Ellerini kesti nisâ
Oluk oluk sen akıyor
Ben ki hiçim…
Gözlerimi verirdim
Kalbinin avuçlarına
Akardı gözyaşlarım
Ne ki gözlerim görmüyor
Bedeli yok güzelliğinin.
Sen daha sınanmadın Cenne
Sular bulanmadı
Yaklaşma!
Layık olmak neyse?
Odur mücrim,
Mahrum eden beni senden
Ve ondandır ayrılıkların karanlığı
Ay gitse kararır semâ
Akıl çekildi diye adın sevdâ
Çekilse O’nun Nûr’u
Başını çarpar dünya
Aklımı yitireceğim Cenne
Oysa nurdun sen bana…
Sol tarafımı sürüklüyorlar ateşe
Cennet sandım
Sahi!..
Gözyaşı da var mı cennette
Gözyaşıyla alsam abdestimi
İlla kan mı ister aşk salâtı
İçim bölük pörçük
Kırgınlıklarımı biriktirdim uykusuzluklara
Sen varsın diye hayra yoruldu her rüya
Bir ümit, bin ümitsizlik
Söküp atmak istediğim heyecan
Ve ardından bakan hüzün, uzun koridorlarda…

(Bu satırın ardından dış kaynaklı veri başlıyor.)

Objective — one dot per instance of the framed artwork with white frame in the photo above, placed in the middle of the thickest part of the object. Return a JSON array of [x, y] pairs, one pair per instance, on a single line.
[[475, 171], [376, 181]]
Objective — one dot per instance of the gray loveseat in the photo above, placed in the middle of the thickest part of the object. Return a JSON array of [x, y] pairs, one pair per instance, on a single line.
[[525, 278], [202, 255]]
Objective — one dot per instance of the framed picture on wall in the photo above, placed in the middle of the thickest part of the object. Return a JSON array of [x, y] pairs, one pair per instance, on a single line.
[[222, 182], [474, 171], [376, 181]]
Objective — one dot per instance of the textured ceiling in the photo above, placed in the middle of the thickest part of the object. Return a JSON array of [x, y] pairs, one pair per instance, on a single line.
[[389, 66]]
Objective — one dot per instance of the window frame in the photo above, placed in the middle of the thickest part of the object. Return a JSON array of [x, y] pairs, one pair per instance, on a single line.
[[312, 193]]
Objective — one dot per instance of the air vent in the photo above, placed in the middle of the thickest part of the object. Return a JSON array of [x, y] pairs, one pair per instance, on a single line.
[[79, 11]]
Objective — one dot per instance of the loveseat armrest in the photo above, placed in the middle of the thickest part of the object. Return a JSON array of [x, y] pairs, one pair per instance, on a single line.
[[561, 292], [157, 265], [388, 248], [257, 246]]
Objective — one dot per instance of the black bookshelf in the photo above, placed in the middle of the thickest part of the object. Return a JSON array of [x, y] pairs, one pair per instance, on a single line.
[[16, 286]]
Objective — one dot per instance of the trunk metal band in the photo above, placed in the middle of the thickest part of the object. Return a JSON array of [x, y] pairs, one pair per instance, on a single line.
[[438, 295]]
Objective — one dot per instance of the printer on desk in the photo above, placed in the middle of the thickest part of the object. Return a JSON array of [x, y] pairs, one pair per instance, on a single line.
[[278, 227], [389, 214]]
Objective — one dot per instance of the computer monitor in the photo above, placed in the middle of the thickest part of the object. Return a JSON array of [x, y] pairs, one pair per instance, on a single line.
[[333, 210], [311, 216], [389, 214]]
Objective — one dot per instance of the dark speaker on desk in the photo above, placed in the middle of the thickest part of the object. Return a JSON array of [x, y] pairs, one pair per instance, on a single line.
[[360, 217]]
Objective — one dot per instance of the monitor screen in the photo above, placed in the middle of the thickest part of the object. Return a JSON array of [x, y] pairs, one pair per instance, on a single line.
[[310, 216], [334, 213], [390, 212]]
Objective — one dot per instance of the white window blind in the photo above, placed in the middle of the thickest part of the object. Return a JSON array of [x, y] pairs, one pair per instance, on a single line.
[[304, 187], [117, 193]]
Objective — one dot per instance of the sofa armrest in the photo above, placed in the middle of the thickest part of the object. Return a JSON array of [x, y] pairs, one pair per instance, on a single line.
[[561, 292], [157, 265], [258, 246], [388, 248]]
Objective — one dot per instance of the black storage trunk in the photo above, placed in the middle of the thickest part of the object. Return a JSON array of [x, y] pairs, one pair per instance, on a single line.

Koridorlar ki gidenler, gelenler
Ve hep bekleyenler Cenne
Hep bekleyenler…
Hep, seni bekleyenler…
Ölmüşler mi peki?
Kim meyyit, kim mevta, kim maktûl…
Ecel bir de, katil sensin Cenne
Sonum mu?..
Ya cehîm ya cennet
Şafak Gökdağ/2012
17 Eylül 2012 Pazartesi
Cenne
Kaydol:
Kayıtlar (Atom)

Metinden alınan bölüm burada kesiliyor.